Protect Your Girls: Black Women and Breast Cancer Prevention

October 1, 2014  |  

Since October is National Breast Cancer Awareness month, I am pretty sure it has many of us thinking about our personal twins and those who continue to fight the fight. You may even be swayed to purchase a product or two with proceeds benefiting breast cancer research. While this is fine and dandy, African American women in particular need to take a closer look at health and prevention as breast cancer is the leading cause of cancer death in our community. Though the actual risk of breast cancer in a black woman’s lifetime is lower than white women, our death rates are significantly higher.

Do I have your attention now?

While it’s important that all women stay up-to-date on their health, black women should really pay close attention to breast cancer as we are more likely than any group to die from breast cancer–and that’s not even the scary part. According to a study by the Journal of the American Medical Association, African-American women are not as likely to survive breast cancer within a five year diagnosis. And if that’s not enough, the Black Women’s Health Imperative reveals that breast cancer appears in black women at a younger age and in more advanced forms. In fact, we are twice as likely to develop triple negative breast cancer that’s so aggressive it has few effective treatments to combat it compared to white women.

So what can we do to help prevent breast cancer and give ourselves somewhat of a fighting chance? “We need to get out there and talk to each other about how to be vigilant regarding breast cancer screening, and breast cancer early detection,” reveals Lisa A. Newman, MD, MPH. “We need to take care of each other as a community.” Though there is no 100 percent foolproof way not to get cancer (especially if you have a family history), early detection is key since many black women don’t discover they have breast cancer until it’s in advanced stages, which may be too late.

According to the U.S. Department of Health and Human Services’ Office on Women’s Health, clinical breast exams and mammograms are key. Regular breast screenings are an essential tool that can possibly save your life. You should have your practitioner perform a breast exam at least once a year (typically during your physical checkup) and begin mammograms annually starting at age 40. Those with a family history of breast cancer, however may be recommended to begin mammograms earlier. The Black Women’s Health Imperative also adds that African American women in particular should request a digital mammography if available as our breasts tend to be much denser than other women which can pose an issue with standard detection methods. “One mammogram is not enough!” Phillipa Woodriffe, MD points out. Regardless of what age you begin your annual mammogram, stick with it as the fewer screenings you get the more likely the cancer will grow undetected.

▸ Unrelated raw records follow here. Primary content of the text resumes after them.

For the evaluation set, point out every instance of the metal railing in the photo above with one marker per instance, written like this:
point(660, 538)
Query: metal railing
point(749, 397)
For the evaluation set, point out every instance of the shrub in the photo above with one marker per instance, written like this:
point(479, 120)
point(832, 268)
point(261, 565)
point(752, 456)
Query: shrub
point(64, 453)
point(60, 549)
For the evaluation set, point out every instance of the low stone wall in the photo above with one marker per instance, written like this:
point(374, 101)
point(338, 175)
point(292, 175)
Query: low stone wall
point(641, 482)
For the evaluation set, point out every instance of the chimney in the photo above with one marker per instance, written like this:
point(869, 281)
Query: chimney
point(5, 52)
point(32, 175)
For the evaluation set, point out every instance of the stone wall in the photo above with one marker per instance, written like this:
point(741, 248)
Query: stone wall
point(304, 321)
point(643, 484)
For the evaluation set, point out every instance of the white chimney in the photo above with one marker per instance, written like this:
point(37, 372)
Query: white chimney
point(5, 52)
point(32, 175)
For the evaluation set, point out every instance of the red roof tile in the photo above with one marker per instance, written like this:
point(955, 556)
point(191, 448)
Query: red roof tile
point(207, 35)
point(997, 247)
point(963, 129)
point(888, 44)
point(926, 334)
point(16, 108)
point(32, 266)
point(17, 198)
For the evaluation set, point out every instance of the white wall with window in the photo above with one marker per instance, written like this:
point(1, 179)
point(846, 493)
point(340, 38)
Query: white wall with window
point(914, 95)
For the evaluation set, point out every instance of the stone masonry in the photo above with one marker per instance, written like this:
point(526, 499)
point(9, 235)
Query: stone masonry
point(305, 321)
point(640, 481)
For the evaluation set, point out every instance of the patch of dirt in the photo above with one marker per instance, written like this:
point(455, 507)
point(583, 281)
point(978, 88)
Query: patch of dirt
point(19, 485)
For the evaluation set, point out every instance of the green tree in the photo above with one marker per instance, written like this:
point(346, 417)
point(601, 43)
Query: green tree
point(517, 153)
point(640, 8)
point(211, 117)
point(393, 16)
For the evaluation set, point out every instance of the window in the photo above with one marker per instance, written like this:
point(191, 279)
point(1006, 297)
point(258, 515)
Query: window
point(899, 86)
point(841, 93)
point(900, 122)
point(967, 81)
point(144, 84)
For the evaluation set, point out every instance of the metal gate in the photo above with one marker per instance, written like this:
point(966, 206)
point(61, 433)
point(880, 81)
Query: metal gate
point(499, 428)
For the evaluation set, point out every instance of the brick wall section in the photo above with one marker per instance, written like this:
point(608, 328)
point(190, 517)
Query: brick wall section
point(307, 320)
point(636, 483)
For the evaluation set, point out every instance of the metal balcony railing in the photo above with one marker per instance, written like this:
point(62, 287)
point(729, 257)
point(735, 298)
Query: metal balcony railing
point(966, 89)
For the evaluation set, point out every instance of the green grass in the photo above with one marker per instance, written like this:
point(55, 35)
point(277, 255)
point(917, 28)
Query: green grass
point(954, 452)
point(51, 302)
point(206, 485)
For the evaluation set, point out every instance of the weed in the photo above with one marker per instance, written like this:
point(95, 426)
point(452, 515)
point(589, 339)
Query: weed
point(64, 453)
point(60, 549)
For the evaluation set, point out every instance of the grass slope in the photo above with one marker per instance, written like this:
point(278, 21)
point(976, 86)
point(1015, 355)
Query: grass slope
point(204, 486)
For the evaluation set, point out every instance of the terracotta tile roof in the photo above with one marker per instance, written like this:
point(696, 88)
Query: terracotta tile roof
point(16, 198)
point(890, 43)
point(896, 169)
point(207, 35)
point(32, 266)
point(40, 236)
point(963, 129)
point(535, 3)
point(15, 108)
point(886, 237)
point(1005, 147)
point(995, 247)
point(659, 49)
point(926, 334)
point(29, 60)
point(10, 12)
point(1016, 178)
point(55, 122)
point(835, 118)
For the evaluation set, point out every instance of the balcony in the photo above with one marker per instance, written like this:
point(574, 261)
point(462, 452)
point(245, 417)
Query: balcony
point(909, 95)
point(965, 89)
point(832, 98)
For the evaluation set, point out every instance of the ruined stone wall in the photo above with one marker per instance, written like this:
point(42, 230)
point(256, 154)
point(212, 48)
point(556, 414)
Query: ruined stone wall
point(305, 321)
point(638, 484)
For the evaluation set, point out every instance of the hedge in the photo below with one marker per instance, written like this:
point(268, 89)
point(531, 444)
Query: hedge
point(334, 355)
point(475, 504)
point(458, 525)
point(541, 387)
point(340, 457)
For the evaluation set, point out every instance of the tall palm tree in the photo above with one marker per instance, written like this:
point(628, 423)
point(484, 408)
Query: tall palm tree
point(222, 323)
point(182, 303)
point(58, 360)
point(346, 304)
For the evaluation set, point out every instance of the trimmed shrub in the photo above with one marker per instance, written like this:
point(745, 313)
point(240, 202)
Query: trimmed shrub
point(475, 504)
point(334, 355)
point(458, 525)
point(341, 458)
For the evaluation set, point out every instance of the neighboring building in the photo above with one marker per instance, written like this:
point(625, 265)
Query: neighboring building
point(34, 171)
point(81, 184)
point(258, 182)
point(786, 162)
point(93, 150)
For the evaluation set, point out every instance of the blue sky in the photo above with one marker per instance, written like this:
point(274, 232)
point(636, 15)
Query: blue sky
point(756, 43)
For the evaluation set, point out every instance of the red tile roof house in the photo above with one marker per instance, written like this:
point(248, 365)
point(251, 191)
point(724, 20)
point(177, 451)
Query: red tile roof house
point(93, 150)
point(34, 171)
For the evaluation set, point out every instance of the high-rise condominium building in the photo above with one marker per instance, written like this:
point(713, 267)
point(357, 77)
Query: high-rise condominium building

Okay so doctor breast exams and mammograms when the time comes, check. What else can we do? The Sisters Network (a National African American Breast Cancer Survivorship Organization) stresses the importance of good health. Things like regular physical activity not only reduces your risk of obesity and high blood pressure, but can even take preventative measures against breast cancer.

The bottom line is too many of us are dying from breast cancer that could have possibly been prevented if detected earlier on. Though we may not have total control over the outcome of our life, we can make the necessary steps to help ensure we one that’s healthy and cancer-free.